Mr. Randy Buffington reports
ALLIED NEVADA ANNOUNCES CLOSING OF PREVIOUSLY ANNOUNCED PUBLIC OFFERING OF COMMON STOCK AND WARRANTS
Allied Nevada Gold Corp. has closed the previously announced public offering of shares of common stock and warrants, and issued 21.75 million shares and 10,875,000 warrants for gross proceeds of $21.75-million (U.S.). In connection with the purchase, investors received one share of the company's common stock and one-half warrant to purchase its common stock for a price of $1 (U.S.). Each whole warrant entitles the holder thereof to purchase one share of the company's common stock at an exercise price of $1.10 (U.S.) for a period of five years from the closing date of the offering. The warrants will not be separately listed for trading. H.C. Wainwright & Co. LLC acted as the sole lead placement agent for the offering in the United States, and Canaccord Genuity Corp. acted as co-placement agent for the offering in Canada.

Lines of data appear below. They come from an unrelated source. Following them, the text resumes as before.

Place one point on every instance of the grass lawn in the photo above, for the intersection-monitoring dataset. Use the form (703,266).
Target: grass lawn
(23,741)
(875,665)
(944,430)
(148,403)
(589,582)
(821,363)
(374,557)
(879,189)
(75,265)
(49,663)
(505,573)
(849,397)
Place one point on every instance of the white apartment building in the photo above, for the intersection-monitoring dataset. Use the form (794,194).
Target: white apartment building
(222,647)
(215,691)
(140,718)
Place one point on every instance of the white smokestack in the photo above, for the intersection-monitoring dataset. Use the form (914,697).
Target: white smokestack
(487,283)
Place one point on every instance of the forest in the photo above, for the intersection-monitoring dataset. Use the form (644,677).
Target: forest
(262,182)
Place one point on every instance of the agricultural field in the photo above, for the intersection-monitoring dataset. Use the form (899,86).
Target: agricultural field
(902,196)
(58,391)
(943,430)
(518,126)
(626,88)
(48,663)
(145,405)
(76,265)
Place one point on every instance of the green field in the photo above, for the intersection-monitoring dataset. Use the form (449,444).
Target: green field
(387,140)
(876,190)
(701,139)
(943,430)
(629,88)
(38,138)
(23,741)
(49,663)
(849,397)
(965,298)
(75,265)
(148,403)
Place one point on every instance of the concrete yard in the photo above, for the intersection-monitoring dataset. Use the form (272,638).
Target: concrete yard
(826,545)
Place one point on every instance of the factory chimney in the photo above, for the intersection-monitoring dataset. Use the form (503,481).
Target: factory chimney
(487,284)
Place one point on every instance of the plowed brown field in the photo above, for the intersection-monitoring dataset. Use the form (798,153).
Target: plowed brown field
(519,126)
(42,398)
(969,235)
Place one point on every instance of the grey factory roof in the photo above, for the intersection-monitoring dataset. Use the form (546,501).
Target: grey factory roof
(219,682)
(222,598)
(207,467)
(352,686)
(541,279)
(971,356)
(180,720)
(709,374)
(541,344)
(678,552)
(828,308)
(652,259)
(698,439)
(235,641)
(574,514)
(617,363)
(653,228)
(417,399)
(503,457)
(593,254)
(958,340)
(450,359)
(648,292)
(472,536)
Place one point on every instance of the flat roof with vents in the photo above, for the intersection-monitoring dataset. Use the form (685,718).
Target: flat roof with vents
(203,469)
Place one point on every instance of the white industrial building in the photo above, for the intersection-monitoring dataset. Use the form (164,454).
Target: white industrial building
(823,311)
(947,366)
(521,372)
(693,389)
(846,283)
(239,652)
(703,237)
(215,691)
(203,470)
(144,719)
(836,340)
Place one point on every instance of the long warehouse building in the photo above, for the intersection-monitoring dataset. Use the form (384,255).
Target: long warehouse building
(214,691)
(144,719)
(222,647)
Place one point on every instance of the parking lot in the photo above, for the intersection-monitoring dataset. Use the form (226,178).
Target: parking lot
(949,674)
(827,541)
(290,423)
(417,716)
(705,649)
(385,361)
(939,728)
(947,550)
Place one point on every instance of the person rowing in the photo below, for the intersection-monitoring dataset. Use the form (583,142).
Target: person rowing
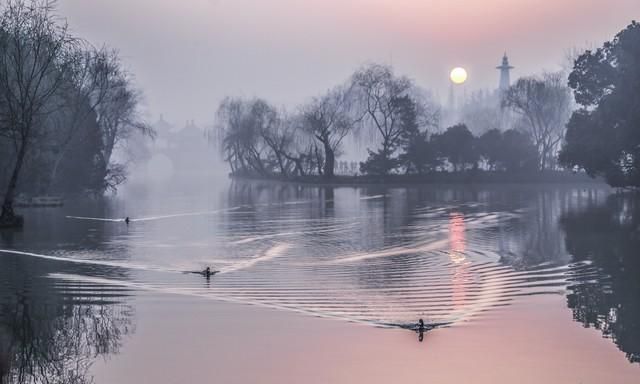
(421,330)
(207,272)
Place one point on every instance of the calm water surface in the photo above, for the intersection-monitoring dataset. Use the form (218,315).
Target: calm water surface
(71,280)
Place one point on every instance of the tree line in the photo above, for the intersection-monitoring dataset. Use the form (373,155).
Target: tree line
(65,107)
(261,139)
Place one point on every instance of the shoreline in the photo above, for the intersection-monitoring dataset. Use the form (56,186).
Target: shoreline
(436,178)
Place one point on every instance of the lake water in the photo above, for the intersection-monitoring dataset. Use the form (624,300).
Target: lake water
(79,288)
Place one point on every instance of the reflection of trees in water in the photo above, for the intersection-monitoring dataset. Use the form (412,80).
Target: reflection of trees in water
(535,238)
(53,336)
(609,236)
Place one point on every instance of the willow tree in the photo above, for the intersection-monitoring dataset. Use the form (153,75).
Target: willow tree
(379,91)
(35,60)
(329,119)
(545,104)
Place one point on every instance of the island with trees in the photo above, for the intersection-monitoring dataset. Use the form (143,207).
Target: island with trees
(65,108)
(552,127)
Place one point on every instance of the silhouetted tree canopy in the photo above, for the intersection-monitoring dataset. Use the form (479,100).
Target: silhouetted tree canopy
(603,136)
(458,146)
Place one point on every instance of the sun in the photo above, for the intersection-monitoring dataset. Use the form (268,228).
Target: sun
(458,75)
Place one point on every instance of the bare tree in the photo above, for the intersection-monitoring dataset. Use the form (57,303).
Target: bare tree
(89,78)
(34,63)
(545,104)
(379,91)
(118,115)
(329,119)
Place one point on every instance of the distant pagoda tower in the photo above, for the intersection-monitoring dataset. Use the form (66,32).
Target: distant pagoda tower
(505,73)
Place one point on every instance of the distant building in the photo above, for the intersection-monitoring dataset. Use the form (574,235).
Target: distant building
(505,73)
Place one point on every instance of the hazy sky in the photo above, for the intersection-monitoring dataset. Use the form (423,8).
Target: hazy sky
(188,54)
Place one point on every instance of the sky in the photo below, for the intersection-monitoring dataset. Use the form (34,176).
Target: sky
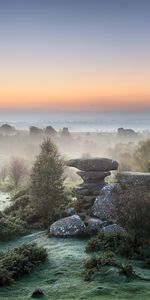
(75,54)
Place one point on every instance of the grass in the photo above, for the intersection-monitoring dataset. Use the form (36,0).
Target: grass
(62,276)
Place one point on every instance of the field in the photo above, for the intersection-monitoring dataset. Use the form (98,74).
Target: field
(62,277)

The offering was conducted in the United States only by means of a prospectus supplement and an accompanying prospectus filed as part of an effective shelf registration statement, filed with the Securities and Exchange Commission on Form S-3 (file No. 333-200357), which was declared effective by the SEC on Nov. 25, 2014.
Additional details of the company's business, finances, appointments and agreements, including the United States prospectus supplement mentioned above, can be found as part of the company's continuous public disclosure as a reporting issuer with the SEC on EDGAR and filed with Canadian securities regulators on SEDAR. Alternatively, copies of the United States prospectus supplement can be obtained by request at H.C. Wainwright & Co. by contacting by telephone at 212-356-0527.